New Delhi: A minor accused in a hit-and-run case which killed a business consultant here on Thursday challenged a Juvenile Justice Board order that he will be tried as an adult.
The minor offender moved a plea before a Sessions Court challenging the Board's order and said the alleged offence does not fall under the category of heinous crime.
His counsel, Rajiv Mohan and Abhimanyu Kampani, said the juvenile should be tried under section 304-A (causing death by negligence) instead of section 304 (culpable homicide not amounting to murder) of the Indian Penal Code.
The Sessions Court will hear the matter on Friday.
In the first prosecution under the amended Juvenile Justice Act, the Board on Saturday ordered that the minor will be tried as an adult while allowing the Delhi Police plea seeking to try the offender - who was 17 in April - as an adult as the offence was defined as heinous crime.
The juvenile turned a major -- 18-years-old -- just four days after the Mercedes he was driving at high speed mowed down Siddharth Sharma in Civil Lines in north Delhi on April 4 evening.
The Juvenile Justice (Care and Protection of Children) Amendment Act 2015 allows for juveniles 16 years or older to be tried as adults for heinous offences like rape and murder.
The Act was amended following public outrage after one of the offenders in the December 16, 2012 gang rape case escaped being tried in court as he was a few months short of turning 18.
The police, in its chargesheet filed on May 26, had charged the juvenile with culpable homicide not amounting to murder, which entails a maximum of 10 years in jail.
Police apprehended the minor on April 5, a day after he knocked down Sharma.
The minor was freed on bail as he was booked for causing death by negligence.
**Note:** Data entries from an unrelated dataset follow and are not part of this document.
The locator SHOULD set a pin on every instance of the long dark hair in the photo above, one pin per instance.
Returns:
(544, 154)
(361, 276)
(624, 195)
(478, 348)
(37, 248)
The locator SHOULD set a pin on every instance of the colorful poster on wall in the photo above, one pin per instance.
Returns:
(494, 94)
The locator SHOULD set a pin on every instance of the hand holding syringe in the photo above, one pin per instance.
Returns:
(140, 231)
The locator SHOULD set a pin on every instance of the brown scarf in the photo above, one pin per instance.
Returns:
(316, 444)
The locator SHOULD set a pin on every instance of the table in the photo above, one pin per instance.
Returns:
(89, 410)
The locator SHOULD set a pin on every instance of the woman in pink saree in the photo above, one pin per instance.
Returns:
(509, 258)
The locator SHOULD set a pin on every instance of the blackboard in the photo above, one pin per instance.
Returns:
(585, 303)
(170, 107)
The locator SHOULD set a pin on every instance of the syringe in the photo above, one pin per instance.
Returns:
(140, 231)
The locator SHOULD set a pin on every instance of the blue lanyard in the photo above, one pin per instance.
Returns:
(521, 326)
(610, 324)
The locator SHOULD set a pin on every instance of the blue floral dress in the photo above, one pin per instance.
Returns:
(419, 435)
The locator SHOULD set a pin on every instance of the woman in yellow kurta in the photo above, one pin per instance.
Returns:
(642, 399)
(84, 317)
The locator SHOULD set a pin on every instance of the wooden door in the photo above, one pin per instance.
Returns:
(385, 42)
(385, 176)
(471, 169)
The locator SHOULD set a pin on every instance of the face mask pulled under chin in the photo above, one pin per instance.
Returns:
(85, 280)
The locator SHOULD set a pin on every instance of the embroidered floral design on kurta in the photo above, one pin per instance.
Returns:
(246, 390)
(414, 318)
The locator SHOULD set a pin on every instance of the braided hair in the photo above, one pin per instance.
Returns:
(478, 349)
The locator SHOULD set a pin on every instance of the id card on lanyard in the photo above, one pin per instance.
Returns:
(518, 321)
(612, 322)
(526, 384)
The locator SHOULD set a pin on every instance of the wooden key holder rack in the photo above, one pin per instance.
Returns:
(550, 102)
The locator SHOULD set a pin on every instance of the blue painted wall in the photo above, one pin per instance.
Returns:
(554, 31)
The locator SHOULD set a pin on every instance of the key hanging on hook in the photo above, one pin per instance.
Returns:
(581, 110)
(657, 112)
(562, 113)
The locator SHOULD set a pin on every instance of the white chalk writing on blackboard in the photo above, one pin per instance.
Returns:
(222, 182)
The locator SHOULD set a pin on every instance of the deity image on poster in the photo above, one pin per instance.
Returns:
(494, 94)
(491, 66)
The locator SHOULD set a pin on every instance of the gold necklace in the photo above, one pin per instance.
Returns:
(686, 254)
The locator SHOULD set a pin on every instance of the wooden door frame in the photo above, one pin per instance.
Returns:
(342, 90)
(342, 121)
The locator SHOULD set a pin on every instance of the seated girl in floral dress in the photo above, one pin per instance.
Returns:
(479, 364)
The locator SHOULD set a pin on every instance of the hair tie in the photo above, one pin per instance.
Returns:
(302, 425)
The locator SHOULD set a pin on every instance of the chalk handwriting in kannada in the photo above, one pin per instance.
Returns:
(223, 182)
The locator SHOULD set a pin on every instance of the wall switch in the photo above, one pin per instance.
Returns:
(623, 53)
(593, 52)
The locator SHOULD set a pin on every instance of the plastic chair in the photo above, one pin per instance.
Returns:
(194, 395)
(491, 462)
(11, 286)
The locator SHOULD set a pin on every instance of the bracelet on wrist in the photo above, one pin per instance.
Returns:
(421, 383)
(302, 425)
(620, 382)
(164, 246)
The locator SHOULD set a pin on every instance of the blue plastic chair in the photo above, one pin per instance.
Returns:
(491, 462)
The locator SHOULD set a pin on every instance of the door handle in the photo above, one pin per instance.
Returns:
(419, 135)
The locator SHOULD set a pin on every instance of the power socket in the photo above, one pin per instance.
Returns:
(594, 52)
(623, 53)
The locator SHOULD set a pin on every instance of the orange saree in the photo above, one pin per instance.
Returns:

Later, police charged him with culpable homicide not amounting to murder.
In the final investigation report, police charged the juvenile with offences under sections 304 (culpable homicide not amounting to murder), 279 (driving on a public way so rashly or negligently as to endanger human life) and 337 (causing hurt by an act which endangers human life).
The juvenile's father was arrested under Section 304 (abetting culpable homicide not amounting to murder) for letting his minor son drive despite knowing he had caused an accident earlier. The father later got bail.
Police earlier told the court that CCTV footage showed that the teenager was driving his car at a high speed in a residential area.